Le succès de cette entreprise mondiale exigera une grande réduction de la violence et de la guerre. Les ressources actuellement affectées à la préparation et à la conduite de la guerre -soit plus d’un billion de dollars chaque année- seront indispensables pour accomplir les tâches qui nous attendent et devraient être réservées à ces nouvelles fins.
Pour assumer notre responsabilité qui consiste à prendre soin de nous-mêmes et de la Terre, il nous faut une nouvelle éthique et une nouvelle attitude. Il nous faut reconnaître la capacité limitée de la Terre de subvenir à nos besoins. Il nous faut reconnaître sa fragilité. Il nous faut désormais empêcher qu’elle soit ravagée. Cette éthique devrait être le fer de lance d’un grand mouvement et convaincre les dirigeants, les gouvernements et les individus récalcitrants de procéder aux changements qui s’imposent.
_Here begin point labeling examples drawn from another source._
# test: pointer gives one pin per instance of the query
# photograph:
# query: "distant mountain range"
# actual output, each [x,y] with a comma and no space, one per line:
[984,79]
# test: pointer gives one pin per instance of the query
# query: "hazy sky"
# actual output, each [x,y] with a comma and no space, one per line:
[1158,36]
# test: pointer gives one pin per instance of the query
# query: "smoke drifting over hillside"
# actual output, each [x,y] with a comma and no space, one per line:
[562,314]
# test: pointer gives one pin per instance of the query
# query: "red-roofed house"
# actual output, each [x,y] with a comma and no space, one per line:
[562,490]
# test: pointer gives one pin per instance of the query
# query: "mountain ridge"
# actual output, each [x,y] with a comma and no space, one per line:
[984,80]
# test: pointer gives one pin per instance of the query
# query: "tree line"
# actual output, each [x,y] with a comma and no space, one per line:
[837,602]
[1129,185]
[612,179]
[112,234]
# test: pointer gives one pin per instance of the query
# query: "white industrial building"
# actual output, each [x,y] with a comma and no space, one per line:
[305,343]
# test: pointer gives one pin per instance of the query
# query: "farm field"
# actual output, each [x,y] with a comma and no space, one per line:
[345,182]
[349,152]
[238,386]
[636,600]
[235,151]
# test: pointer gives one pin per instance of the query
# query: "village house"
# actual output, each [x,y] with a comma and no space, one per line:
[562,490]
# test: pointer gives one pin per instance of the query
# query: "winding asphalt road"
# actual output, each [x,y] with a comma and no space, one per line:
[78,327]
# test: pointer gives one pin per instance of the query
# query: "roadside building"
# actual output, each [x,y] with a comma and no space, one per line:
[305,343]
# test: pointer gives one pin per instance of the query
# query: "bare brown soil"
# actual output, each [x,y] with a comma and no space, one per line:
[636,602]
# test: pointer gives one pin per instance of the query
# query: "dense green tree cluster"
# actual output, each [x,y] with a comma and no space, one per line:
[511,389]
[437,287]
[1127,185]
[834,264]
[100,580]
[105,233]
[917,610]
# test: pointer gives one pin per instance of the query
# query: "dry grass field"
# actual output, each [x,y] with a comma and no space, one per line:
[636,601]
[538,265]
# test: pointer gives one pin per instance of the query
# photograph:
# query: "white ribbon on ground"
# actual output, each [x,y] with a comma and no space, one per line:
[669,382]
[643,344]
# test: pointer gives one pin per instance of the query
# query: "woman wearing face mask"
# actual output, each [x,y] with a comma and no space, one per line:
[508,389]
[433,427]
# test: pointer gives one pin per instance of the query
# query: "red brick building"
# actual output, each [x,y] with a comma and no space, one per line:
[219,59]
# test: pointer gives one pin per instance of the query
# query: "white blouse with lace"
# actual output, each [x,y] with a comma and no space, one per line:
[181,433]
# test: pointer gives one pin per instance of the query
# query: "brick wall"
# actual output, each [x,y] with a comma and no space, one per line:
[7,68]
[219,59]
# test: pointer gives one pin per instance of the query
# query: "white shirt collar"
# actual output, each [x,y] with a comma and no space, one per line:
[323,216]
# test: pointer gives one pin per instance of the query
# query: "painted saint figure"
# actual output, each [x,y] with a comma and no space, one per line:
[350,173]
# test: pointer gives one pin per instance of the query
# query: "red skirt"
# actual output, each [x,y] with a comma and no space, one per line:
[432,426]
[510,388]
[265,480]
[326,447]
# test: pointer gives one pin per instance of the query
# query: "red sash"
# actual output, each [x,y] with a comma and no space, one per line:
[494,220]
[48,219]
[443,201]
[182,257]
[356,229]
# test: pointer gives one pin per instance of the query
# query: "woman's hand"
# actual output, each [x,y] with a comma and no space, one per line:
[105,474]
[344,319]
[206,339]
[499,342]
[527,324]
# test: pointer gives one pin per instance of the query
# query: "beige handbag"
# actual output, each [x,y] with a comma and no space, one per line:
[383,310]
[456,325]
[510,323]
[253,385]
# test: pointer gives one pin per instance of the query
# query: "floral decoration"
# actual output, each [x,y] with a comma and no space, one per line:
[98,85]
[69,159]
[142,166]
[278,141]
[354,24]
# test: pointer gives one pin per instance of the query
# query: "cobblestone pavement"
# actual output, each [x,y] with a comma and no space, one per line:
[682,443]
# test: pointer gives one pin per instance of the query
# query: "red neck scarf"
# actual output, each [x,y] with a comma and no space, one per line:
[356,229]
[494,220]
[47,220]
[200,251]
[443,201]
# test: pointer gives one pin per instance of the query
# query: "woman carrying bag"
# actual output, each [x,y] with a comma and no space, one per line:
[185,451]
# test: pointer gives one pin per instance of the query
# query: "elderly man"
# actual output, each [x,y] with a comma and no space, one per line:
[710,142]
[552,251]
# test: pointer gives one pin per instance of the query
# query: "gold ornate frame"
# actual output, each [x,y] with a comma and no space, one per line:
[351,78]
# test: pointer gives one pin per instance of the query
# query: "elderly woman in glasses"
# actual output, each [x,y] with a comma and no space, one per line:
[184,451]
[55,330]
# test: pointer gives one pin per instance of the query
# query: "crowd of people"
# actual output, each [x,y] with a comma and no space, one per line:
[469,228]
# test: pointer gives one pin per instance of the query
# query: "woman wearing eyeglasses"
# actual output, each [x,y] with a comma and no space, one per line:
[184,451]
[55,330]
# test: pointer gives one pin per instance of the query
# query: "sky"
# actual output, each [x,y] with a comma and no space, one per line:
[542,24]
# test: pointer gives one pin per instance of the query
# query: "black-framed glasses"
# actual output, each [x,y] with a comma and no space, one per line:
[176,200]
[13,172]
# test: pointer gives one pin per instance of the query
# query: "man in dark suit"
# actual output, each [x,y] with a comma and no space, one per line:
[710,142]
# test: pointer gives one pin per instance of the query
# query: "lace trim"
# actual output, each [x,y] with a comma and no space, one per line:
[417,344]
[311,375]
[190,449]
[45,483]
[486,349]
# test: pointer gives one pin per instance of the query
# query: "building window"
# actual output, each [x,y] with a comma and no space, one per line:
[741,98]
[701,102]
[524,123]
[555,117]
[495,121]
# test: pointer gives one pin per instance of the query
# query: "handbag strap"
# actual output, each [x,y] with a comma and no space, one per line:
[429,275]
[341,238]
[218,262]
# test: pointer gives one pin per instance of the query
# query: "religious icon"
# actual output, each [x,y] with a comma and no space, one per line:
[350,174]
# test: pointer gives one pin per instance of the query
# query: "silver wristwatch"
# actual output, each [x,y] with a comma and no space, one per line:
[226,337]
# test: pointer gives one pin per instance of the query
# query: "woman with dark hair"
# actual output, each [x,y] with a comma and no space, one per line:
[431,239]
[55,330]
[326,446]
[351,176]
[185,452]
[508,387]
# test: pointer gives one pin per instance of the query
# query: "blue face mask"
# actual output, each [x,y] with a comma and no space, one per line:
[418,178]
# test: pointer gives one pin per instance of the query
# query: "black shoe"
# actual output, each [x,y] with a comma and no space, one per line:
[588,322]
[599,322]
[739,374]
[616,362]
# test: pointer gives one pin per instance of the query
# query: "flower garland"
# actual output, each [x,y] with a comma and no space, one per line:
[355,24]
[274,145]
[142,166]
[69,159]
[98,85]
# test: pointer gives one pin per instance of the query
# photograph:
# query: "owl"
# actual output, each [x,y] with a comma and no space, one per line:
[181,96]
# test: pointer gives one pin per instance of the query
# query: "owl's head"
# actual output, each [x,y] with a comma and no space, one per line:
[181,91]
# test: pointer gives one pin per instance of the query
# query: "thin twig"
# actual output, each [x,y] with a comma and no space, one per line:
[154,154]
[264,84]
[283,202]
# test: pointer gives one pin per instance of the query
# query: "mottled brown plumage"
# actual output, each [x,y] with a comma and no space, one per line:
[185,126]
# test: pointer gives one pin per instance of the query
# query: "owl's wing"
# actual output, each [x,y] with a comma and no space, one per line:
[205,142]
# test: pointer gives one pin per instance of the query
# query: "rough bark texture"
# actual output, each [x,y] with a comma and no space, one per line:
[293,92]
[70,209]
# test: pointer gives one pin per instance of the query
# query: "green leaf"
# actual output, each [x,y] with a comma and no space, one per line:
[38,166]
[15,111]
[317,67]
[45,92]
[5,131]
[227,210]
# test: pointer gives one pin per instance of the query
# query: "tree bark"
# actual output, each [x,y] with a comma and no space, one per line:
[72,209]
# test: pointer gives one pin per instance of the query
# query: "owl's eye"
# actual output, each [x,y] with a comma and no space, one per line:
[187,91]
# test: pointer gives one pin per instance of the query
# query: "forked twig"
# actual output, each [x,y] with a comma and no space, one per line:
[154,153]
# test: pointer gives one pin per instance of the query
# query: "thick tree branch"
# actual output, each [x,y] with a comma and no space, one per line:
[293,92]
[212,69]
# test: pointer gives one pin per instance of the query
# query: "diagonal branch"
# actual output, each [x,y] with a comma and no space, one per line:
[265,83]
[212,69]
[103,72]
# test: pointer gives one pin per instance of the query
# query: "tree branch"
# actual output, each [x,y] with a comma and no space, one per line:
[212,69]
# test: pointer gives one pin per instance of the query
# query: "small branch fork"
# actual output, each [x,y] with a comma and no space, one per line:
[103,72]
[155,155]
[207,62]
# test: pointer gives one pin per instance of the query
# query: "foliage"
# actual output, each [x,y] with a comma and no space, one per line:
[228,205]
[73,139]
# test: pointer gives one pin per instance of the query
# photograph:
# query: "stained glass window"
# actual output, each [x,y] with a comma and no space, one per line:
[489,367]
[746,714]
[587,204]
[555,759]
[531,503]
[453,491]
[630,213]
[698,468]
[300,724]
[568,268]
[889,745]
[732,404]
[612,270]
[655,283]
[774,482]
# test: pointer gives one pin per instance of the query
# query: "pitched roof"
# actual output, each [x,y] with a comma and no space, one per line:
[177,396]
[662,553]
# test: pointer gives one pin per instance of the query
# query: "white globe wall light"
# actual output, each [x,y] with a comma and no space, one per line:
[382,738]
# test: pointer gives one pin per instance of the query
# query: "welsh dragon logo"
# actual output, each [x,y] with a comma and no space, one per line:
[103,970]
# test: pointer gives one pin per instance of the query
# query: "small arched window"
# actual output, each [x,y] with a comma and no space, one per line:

Les scientifiques qui lancent cet avertissement espèrent que ce message parviendra à tous les habitants de la planète et qu’il aura des effets sur chacun et chacune d’entre nous. En effet, l’aide du plus grand nombre est indispensable.
Nous demandons l’aide de la communauté mondiale des scientifiques, de ceux et celles qui se consacrent à la nature, à la société, à l’économie et à la politique.
Nous demandons l’aide de tous les dirigeants industriels et commerciaux du monde.
Nous demandons l’aide de tous les dirigeants religieux du monde.
Nous demandons l’aide de tous les peuples du monde.
Nous demandons à tout le monde de se joindre à nous.
Plus de 1 500 membres d’académies des sciences régionales, nationales et internationales ont signé l’Avertissement. Soixante-neuf pays de tous les coins du monde sont représentés, dont les douze pays les plus peuplés et les dix-neuf plus grandes puissances économiques. La liste complète inclut également une majorité de lauréats du Prix Nobel dans le domaine scientifique.